The report said prisoner interrogation policies in Iraq were inadequate and deficient, and changes made by Rumsfeld between December 2002 and April 2003 in what interrogation techniques were permitted contributed to uncertainties in the field as to what actions were allowed and what were forbidden.
The report said an expanded list of more coercive techniques that Rumsfeld allowed for Guantanamo "migrated to Afghanistan and Iraq, where they were neither limited nor safeguarded."
The Schlesinger panel, named by Rumsfeld in May to look into the abuse and how effectively the Pentagon addressed it, also includes former Defence Secretary Harold Brown, former Florida Republican Rep Tillie Fowler and retired Air Force Gen Charles Horner, who led the allied air campaign in the 1991 Gulf War.

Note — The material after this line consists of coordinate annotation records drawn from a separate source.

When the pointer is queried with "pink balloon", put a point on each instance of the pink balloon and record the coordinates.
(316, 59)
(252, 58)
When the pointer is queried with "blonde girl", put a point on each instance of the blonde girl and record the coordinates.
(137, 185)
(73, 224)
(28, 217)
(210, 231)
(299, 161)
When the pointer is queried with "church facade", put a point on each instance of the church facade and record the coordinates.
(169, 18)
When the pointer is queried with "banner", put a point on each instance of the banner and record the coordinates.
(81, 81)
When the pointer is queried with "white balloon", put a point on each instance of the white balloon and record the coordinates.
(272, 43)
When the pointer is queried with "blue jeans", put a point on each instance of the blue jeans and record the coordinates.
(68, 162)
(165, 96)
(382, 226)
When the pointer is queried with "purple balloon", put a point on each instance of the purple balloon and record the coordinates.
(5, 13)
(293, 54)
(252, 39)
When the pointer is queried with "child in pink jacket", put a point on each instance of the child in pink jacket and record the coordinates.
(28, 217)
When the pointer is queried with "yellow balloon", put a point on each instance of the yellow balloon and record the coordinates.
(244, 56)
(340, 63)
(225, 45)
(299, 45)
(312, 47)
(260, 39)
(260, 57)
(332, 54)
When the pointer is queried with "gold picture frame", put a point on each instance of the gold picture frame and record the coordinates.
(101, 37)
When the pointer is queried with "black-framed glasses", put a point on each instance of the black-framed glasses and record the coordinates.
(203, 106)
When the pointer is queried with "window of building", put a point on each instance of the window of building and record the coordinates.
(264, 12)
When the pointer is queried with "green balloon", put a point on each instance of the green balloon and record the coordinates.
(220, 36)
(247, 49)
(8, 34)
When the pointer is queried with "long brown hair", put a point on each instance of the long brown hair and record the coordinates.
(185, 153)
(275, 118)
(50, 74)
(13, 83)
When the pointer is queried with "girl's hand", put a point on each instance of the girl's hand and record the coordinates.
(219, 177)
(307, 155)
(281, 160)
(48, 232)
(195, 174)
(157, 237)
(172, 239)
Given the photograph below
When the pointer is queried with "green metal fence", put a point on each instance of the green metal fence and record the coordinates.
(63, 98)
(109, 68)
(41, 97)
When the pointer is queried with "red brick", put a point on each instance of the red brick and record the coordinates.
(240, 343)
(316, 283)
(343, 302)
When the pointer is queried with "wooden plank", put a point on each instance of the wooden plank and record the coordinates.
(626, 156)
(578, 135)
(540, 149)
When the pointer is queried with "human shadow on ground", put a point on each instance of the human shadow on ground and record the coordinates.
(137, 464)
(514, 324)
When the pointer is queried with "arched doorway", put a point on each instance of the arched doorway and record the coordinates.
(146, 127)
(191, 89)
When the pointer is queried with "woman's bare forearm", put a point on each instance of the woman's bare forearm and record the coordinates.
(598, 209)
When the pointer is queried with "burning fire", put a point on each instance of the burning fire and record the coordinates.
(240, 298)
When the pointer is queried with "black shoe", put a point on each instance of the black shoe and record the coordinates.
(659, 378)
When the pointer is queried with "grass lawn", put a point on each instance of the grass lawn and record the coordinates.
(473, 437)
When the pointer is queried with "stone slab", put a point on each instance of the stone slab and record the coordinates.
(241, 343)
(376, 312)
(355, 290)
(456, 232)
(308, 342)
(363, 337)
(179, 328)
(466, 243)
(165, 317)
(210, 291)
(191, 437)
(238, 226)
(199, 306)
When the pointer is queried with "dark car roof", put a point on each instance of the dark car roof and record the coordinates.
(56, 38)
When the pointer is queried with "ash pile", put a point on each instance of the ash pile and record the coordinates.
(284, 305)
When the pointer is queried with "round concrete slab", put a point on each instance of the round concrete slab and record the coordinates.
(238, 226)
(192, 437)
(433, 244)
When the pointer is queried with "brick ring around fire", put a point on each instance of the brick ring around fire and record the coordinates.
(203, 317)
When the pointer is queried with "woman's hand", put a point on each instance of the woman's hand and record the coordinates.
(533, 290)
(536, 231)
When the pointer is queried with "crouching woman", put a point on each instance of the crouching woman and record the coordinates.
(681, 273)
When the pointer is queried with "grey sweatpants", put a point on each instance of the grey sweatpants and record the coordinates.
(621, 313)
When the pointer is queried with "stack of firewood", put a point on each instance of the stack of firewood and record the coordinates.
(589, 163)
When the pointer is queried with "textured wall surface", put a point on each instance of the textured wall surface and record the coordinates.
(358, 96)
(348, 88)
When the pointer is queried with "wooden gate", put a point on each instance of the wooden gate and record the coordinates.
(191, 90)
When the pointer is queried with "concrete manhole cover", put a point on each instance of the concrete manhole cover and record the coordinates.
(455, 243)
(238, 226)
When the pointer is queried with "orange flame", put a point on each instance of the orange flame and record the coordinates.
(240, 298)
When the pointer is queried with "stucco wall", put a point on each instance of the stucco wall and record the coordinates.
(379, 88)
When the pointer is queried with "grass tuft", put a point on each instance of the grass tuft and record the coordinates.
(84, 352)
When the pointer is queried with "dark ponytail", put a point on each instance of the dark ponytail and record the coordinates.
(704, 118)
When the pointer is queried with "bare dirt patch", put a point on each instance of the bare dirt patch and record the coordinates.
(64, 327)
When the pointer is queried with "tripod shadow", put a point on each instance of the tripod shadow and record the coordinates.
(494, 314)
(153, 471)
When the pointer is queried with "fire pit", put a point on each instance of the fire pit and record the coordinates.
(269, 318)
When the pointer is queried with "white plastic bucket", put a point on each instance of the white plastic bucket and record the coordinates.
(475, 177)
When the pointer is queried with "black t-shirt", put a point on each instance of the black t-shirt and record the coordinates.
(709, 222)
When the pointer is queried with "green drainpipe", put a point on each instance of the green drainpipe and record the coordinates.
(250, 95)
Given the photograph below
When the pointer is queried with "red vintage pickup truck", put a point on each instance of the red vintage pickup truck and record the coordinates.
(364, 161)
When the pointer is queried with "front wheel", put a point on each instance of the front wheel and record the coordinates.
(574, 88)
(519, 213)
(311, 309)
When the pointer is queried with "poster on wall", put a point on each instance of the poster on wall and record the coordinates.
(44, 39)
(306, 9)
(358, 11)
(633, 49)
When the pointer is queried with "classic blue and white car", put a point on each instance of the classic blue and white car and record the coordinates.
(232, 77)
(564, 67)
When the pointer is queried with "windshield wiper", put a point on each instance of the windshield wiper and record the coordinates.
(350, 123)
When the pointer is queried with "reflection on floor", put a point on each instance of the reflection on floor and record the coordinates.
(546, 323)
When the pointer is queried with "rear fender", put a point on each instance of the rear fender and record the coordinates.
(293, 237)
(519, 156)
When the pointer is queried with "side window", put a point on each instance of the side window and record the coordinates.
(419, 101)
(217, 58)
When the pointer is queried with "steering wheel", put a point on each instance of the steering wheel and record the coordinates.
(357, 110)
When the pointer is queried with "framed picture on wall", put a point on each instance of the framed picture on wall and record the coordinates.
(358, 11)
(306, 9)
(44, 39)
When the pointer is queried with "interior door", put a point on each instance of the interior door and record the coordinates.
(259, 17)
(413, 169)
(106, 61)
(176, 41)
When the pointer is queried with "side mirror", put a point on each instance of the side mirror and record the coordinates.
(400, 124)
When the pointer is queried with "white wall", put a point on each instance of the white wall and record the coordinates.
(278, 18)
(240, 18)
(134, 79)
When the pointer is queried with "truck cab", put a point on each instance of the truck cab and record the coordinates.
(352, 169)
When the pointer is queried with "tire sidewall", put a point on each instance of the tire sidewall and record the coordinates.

Echoing an earlier investigation headed by Army Maj Gen Antonio Taguba, the Schlesinger panel said the "weak and ineffectual leadership" of Army Brig Gen Janis Karpinski, commander of the 800th Military Police Brigade at Abu Ghraib, "allowed the abuses at Abu Ghraib".
In a statement released by the Pentagon, Rumsfeld said the panel provided "important information and recommendations that will be of assistance in our ongoing efforts to improve detention operations."
In addition, a separate Army investigation headed by Maj Gen George Fay faulted Lt Gen Ricardo Sanchez, at the time the top US commander in Iraq, for leadership failures for not addressing troubles at Abu Ghraib, a senior Army official said. The Schlesinger panel, too, faulted Sanchez.
The Fay report, to be released on Wednesday, found Sanchez and his staff were preoccupied with combating an escalating insurgency and did not focus on the festering problems at Abu Ghraib, the Army official said.
The report also found that Army military intelligence soldiers kept a number of prisoners, dubbed "ghost detainees," off the books and hidden from the International Committee of the Red Cross, the official added. It also found a small number of military police used dogs to menace teen-age Abu Ghraib detainees.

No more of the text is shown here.